More complex imputation fills in missing data with the mean (or median) of matters that have variables conditionally related to the matters with missing data. For instance, a law firm could calculate the missing total fees conditional upon the office of the firm handling the matter. The imputed figure would be calculated from a subset of matters that match the one with the missing data - the condition for selecting them. This conditional method can yield a more accurate estimate of the mean for the missing variables, but it usually requires quite a bit of data if you have several variables (or levels of them) to condition on.

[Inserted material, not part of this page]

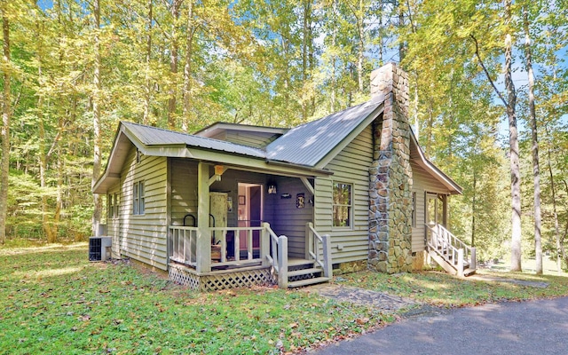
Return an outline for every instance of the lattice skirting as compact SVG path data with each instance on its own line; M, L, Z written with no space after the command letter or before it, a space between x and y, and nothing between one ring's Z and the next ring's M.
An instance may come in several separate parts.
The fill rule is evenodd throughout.
M276 282L270 268L246 271L231 271L227 273L197 275L184 270L183 266L170 265L170 279L200 291L246 288L253 285L273 285Z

Another method of imputation figures out the distribution of the available numbers and picks for the missing values ones that are reasonable given that distribution. Alternatively, software creates a regression model to predict (fill in) the missing number based on some or all the other variables that are in the data set. Such a model takes other “predictor variables” and estimates from them the “dependent variable” - the missing total fees value. A third way to impute single values uses “matching”: for each matter that is missing total fees, software finds a matter in the data set with similar values of other variables and imputes its total fees value. In other words, a matter that resembles one that has a data hole should offer a reasonable “fill-in” for that hole.

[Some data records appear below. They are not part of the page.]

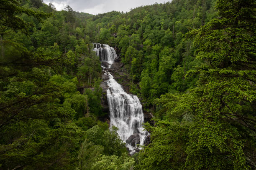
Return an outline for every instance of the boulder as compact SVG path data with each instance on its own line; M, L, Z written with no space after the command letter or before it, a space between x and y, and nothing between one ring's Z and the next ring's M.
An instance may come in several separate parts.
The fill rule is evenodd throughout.
M136 145L140 143L140 135L138 134L132 135L125 140L125 142L131 146L136 148Z

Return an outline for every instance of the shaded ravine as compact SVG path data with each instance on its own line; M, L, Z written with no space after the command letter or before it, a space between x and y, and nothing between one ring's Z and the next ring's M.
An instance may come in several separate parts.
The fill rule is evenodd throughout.
M142 127L144 116L140 101L135 95L125 92L122 85L114 79L106 68L110 68L117 58L115 51L108 45L95 44L95 51L102 62L106 80L108 102L110 110L110 125L118 128L118 133L126 143L130 153L140 149L137 144L143 145L148 132Z

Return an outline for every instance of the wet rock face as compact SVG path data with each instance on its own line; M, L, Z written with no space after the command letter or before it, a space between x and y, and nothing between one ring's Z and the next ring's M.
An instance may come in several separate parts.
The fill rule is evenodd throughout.
M140 143L140 135L138 134L132 135L125 140L125 142L131 146L136 148L136 145Z
M144 139L144 144L145 145L147 146L150 143L151 143L151 142L150 141L150 135L149 135L146 136L146 137L145 138L145 139Z

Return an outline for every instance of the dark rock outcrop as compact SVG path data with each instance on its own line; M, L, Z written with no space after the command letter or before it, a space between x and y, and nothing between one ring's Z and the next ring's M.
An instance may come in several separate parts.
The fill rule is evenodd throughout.
M140 135L138 134L132 135L125 140L125 142L131 146L136 148L136 144L139 144L140 142Z
M151 143L150 141L150 135L146 136L145 139L144 139L144 145L147 146Z

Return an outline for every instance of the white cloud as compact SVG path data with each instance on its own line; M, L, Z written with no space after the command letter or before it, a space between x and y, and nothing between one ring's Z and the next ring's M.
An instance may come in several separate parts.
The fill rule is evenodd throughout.
M128 12L130 9L141 5L168 2L168 0L47 0L45 3L52 2L57 10L64 10L65 6L69 5L77 11L84 12L96 15L115 10Z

Extending single imputation methods, multiple imputation methods develop distributions for missing values and generate multiple instances of individual missing values by repeatedly drawing from this distribution and “pooling” the estimates for the value to be imputed. For example, with a “bootstrap” technique, software repeatedly takes random samples from the data set, such as 30 of the 75 matters. The result is multiple data sets with identical values for the non-missing values and slightly different values for the imputed values in each data set. The determination of the imputed value is performed separately on each data set, and the results are then averaged to generate the imputed value.

Another methodology analyzes the full, incomplete data set using “maximum likelihood estimation.” This method uses each observation’s available data to compute the estimates. The maximum likelihood estimate of a missing number is the value that is most likely to have resulted from the observed data and a complex set of calculations of probabilities. The likelihood is computed separately for those cases with complete data on some variables and those with complete data on all variables. These two likelihoods are then maximized together to generate the estimates.

Even more sophisticated software algorithms take a Bayesian approach to imputing missing values. They repeatedly select samples from the data and derive imputed values from conditional distributions of observed and imputed data.

Every time you fill in a missing number with one of the imputation techniques described above, you change the statistical properties of that variable’s distribution. You can be less confident in your results to the degree that you have introduced artificial numbers for missing numbers. Simple approaches to imputation such as replacing the missing values of each variable with the variable average, or the most common value (the mode), will produce a “completed” data set reflecting an artificial amount of certainty that will likely underestimate the variability of the data and bias results.